Support more complex N-tuple branch structures?

mkelsey · December 20, 2022, 6:51pm

I am involved in the simulation software for two different experiments. Both of them use ROOT directly for output, and we’ve had to introduce mutexes, split classes, singletons, and all the other paraphernalia needed to protect ROOT against multithreaded applications.

Since G4Analysis supports full G4 multithreading, it seemed natural to try to replace our existing ROOT-based output with G4Analysis. Unfortunately, there are some missing features. In one simulation, we have a number of array branches with variable dimension. In the other, we have one branch which is a vector of vectors of ints. Neither of those constructs are currently supported by G4Analysis.

Do either of those sound like they could be supportable in G4Analysis? Or are they too ROOT-specific?

gybarran · January 21, 2023, 9:56am

Well, for the vector-vector-int case, with what exists now, what you can do is just use a vector-int column/branch and arrange to store for each entry the set of (length, data) of each sub vector-ints. (This would work as long as each sub-vector-int size fit in an int!). Then at read time, arrange you code to create back, from the vector-int column/branch, a vector-vector-int from the set of (length, data)s of each vector-int entry.

Else, for the moment, we do not intent to handle more complicate cases than what we have now (that works in multi-threads and for various IO formats, which had been not so easy to have!). But we can understand your need which is, from what I understand, probably nothing more than being able to handle an OO event model and have a rather general and efficient IO system able to handle it (in particular now in a multi-thread context)! I am afraid that it is out of scope for us… This is a far more general problem that, I think, is still “on the table”.

Just thinking… Well the g4tools ntuple for the various binary formats (.root, but also .hdf5) can handle a column/branch of vector-char; what we can do is perhaps make this visible in the G4Analsyis API. This would permit for a user having at hand its own write/read object streaming (in a buffer of chars) to store this in such a ntuple column/branch… (From our side this would consist to handle a “blob logic”). Without having to introduce complicate things as storing class description, class version, etc… (as what is done in ROOT/IO for a general object), this would probably permit to cover, in a simple way, a lot of user cases…

mkelsey · January 21, 2023, 5:01pm

Thank you for the thoughtful reply, Guy! Your idea of packing the subvectors would likely not work in general – the particular situation was storing a vector of tracks, where the subvector was a list of all the daughter track IDs (i.e., the whole event topology!). I sort of expected that the general case would be difficult at best (how to do a vector of vectors in a CSV file?!?), and certainly not worth the trouble.

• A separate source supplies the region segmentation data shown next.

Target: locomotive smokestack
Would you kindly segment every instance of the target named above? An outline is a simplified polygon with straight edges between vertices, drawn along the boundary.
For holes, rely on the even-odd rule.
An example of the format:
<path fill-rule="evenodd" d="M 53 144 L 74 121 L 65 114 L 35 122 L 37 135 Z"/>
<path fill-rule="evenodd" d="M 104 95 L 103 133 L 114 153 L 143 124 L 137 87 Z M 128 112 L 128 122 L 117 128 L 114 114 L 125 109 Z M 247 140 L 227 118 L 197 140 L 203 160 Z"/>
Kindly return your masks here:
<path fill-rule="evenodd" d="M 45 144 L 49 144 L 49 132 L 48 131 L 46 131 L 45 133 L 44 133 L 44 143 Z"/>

If we were designing the output data structure ourselves, we would do it differently, using multiple N-tuples (one for tracks, one for hits, etc.) rather than one giant block. As the original I/O class had been written to use ROOT directly, we decided to keep it, and just make it a global singleton with mutexes in each of the functions that do ROOT calls. That way, we preserved the output that the rest of the collaboration is used to.

system · January 28, 2023, 5:01pm

This topic was automatically closed 7 days after the last reply. New replies are no longer allowed.